Schipanski: Selbstverständlich ist sowohl meine Bereitschaft als auch die Entscheidung der Fraktion Voraussetzung für meine Mitgliedschaft in dem Untersuchungsausschuss zur Terrorgruppe „Nationalsozialistischer Untergrund“ gewesen. Als Thüringer Bundestagsabgeordneter habe ich mich ohne Zögern dazu bereit erklärt, an der Aufklärung der Straftaten der Terrorgruppe mitzuarbeiten. Die Fraktion ist dem Personalvorschlag gefolgt.

Martius: Welche Eignungen bringen Sie für die Mitgliedschaft in besagtem Ausschuss mit?
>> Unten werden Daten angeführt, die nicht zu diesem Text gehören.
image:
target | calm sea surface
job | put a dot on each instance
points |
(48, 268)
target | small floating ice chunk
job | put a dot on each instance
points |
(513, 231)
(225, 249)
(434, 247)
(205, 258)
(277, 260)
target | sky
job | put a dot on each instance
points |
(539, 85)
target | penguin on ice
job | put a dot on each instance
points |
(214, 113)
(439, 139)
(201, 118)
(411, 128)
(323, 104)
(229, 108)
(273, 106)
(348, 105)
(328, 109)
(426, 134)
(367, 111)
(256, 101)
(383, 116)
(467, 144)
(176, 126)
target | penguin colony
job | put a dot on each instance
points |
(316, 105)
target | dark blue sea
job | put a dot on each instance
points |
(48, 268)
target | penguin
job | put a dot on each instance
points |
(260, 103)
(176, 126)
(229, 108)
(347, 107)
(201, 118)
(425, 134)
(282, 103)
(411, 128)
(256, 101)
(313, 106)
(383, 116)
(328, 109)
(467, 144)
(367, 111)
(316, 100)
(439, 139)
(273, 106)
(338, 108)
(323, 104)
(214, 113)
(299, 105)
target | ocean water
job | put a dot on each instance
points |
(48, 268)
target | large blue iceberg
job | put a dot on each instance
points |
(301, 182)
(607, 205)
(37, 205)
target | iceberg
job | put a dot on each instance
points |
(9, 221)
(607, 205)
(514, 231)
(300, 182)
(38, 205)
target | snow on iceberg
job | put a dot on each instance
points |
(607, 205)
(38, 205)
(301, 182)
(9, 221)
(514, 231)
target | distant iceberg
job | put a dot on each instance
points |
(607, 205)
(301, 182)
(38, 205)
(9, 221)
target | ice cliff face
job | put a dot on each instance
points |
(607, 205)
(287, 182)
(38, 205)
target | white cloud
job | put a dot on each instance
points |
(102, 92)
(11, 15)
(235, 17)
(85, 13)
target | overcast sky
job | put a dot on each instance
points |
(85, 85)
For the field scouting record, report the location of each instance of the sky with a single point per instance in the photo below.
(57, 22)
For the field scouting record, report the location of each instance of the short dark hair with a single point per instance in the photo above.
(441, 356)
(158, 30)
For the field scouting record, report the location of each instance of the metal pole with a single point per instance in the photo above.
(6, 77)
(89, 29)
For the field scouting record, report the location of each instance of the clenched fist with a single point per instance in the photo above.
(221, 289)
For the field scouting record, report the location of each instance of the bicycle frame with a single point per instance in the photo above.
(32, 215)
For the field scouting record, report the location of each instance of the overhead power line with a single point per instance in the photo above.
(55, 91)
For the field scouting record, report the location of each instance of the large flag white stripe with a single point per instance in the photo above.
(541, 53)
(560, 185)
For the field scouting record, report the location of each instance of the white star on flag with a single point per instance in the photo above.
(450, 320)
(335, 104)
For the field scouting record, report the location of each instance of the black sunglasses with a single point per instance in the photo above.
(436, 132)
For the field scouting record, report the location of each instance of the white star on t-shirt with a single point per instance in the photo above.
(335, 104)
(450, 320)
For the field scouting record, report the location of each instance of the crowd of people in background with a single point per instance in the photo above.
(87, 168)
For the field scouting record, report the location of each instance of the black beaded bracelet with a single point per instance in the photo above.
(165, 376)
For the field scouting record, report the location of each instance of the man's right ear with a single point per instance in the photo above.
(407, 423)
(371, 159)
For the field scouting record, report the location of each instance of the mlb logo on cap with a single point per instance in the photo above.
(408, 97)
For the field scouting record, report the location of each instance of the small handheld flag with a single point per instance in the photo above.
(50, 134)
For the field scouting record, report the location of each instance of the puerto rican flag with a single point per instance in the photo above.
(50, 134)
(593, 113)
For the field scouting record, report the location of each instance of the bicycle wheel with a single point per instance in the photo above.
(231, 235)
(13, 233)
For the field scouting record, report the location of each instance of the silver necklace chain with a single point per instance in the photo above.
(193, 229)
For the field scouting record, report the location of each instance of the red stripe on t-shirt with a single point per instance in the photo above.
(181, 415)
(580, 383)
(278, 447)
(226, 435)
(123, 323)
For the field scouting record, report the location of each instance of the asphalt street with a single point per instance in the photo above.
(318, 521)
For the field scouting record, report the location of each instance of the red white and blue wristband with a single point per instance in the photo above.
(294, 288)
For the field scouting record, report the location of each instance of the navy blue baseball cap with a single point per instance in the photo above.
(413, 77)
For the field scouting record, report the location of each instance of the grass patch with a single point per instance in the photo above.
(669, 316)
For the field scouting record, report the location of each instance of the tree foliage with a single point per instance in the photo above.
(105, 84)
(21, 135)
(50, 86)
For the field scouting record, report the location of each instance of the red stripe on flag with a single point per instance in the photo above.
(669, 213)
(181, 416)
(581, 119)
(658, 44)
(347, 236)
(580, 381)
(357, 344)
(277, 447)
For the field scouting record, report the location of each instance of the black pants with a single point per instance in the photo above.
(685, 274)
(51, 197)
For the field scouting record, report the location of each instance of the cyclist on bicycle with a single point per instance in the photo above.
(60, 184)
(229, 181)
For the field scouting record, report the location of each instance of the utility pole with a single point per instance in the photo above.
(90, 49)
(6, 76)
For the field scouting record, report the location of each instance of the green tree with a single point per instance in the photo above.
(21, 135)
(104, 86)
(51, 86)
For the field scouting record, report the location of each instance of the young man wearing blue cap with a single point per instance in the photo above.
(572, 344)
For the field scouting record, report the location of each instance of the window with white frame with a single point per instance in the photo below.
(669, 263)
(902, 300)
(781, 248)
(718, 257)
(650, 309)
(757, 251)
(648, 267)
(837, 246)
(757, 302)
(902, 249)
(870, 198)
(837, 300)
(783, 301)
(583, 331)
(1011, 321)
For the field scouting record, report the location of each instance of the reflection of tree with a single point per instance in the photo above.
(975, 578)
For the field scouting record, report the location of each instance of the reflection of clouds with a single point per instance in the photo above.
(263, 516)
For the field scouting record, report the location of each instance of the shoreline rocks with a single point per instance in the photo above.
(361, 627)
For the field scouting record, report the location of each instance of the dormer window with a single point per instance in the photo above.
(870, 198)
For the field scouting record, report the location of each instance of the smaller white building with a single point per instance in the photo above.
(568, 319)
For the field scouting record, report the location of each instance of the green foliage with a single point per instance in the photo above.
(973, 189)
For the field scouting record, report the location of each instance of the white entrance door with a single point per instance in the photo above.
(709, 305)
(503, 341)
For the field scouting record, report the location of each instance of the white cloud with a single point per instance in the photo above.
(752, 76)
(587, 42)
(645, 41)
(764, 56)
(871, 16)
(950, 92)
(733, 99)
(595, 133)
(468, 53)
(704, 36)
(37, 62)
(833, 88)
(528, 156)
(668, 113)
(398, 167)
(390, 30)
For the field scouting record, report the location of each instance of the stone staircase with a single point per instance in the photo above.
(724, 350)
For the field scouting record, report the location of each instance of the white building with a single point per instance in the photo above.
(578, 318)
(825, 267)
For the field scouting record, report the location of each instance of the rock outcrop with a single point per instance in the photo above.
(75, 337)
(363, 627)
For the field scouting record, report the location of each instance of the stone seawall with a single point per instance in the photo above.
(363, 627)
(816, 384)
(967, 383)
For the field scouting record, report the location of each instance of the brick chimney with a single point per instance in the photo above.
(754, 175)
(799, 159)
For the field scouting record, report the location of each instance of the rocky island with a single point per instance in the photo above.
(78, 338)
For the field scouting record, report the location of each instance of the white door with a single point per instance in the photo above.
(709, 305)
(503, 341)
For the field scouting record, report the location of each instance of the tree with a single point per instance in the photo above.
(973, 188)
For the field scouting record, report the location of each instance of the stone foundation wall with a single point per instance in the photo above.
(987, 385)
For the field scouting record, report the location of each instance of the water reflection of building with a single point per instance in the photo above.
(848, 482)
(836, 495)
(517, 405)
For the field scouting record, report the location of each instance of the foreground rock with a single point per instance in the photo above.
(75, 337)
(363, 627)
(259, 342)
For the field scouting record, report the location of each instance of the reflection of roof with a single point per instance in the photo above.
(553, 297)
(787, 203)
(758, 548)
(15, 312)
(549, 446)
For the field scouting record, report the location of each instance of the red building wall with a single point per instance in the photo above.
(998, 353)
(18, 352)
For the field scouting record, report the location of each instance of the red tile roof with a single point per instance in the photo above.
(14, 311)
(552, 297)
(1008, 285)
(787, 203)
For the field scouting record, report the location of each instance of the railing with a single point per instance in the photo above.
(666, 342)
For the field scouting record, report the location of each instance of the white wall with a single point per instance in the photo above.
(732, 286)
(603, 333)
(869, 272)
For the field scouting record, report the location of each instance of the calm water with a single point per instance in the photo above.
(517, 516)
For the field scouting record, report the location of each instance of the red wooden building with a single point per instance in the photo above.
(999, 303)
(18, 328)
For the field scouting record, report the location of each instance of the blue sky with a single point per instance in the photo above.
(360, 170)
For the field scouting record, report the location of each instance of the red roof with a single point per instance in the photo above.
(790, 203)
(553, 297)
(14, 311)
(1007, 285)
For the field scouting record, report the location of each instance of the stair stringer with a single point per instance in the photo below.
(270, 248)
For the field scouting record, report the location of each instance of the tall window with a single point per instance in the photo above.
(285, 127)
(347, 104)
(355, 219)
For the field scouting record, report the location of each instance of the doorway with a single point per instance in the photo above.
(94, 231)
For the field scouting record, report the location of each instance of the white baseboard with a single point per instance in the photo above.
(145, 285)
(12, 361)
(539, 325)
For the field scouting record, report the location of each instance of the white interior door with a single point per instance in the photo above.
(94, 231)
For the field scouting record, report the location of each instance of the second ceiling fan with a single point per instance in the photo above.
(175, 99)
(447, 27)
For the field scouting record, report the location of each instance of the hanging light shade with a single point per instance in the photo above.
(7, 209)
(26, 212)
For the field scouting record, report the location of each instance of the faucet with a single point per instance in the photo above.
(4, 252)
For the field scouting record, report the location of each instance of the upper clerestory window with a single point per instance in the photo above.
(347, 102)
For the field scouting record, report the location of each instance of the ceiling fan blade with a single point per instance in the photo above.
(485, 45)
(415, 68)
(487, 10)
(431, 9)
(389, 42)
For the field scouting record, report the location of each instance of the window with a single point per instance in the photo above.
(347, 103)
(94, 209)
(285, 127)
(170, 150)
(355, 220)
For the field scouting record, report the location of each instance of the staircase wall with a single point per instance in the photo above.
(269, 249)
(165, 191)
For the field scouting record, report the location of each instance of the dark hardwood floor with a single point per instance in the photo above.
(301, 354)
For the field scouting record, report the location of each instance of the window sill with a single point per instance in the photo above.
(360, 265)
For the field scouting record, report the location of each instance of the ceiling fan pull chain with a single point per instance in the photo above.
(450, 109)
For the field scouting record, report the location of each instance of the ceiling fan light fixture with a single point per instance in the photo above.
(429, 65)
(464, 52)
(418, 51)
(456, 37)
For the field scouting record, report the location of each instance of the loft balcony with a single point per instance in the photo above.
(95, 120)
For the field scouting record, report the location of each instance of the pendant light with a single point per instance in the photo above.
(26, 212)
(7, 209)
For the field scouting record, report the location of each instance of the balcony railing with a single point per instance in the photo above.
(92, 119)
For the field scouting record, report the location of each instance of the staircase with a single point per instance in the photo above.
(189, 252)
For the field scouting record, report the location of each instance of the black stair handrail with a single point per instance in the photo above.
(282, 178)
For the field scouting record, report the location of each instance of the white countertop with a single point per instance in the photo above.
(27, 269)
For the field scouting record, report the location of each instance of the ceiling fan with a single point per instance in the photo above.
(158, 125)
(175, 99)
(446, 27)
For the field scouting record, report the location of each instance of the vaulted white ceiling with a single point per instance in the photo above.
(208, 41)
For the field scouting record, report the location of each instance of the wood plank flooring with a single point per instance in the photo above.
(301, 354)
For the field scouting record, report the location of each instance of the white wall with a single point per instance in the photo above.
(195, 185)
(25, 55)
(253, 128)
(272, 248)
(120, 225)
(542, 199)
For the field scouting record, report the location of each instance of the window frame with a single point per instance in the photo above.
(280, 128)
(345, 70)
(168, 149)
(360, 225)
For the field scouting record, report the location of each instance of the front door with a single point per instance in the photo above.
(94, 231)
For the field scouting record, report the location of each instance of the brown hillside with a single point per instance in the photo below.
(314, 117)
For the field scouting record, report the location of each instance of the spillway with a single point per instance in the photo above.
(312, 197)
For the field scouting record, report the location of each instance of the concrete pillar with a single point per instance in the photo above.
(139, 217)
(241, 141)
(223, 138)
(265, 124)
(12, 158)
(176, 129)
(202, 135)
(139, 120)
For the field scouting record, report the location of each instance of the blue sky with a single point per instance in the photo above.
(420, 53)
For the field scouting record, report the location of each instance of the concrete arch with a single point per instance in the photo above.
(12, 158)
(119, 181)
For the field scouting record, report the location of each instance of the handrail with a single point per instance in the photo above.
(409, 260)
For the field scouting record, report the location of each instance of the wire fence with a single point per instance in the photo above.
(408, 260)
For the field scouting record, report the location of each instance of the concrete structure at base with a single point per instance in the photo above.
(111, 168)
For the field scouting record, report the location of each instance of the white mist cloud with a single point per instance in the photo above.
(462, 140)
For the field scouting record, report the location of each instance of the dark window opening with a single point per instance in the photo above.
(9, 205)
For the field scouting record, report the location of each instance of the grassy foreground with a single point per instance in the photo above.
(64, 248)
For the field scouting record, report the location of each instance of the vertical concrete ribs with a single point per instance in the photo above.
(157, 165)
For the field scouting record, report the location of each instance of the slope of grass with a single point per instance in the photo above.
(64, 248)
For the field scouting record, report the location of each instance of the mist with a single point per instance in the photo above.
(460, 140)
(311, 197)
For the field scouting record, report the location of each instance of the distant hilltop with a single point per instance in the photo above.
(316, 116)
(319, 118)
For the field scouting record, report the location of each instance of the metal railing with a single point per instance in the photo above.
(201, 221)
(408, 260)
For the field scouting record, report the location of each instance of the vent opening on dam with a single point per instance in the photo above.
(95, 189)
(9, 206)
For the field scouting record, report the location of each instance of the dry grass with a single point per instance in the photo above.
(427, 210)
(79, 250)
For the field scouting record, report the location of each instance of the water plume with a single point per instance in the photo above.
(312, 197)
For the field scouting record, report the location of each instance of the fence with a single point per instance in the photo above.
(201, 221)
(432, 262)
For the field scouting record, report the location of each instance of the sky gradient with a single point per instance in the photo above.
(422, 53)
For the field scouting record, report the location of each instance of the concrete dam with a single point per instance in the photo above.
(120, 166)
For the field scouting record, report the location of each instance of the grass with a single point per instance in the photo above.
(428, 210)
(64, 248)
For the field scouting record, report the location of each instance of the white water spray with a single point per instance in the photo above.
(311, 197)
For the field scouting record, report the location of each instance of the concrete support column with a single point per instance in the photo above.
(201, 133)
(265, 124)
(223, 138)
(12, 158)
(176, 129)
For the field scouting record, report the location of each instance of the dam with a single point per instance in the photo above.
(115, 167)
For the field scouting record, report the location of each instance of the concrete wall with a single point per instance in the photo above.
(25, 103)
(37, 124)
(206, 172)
Schipanski: Ich bin stellvertretendes Mitglied im Rechtsausschuss und verfüge als Rechtsanwalt über juristisches Fachwissen, das bei der Arbeit in diesem speziellen Gremium sehr hilfreich ist. Außerdem werden mir gesunder Menschenverstand und Objektivität helfen, die Faktenlage und beispielsweise die Sachverständigenberichte und Zeugenaussagen richtig zu bewerten.

Martius: Über welche Erfahrungen verfügten Sie zuvor über die Arbeitsweise von Geheimdiensten?


Schipanski:
Erfahrung über die Arbeitsweise von Geheimdiensten haben nur die Mitglieder des Parlamentarischen Kontrollgremiums, die die Tätigkeiten der Nachrichtendienste des Bundes überwachen. Beispielsweise ist der Obmann der CDU/CSU im Untersuchungsausschuss, Clemens Binninger, hier Mitglied. Ganz bewusst haben die Fraktionen aber nicht nur Mitglieder des Parlamentarischen Kontrollgremiums für den Untersuchungsausschuss ausgewählt, damit verschiedene Sichtweisen und Erfahrungen in die Ausschussarbeit eingebracht werden. So können Sie insgesamt feststellen, dass die Mitglieder des Untersuchungsausschusses ganz unterschiedliche Hintergründe haben.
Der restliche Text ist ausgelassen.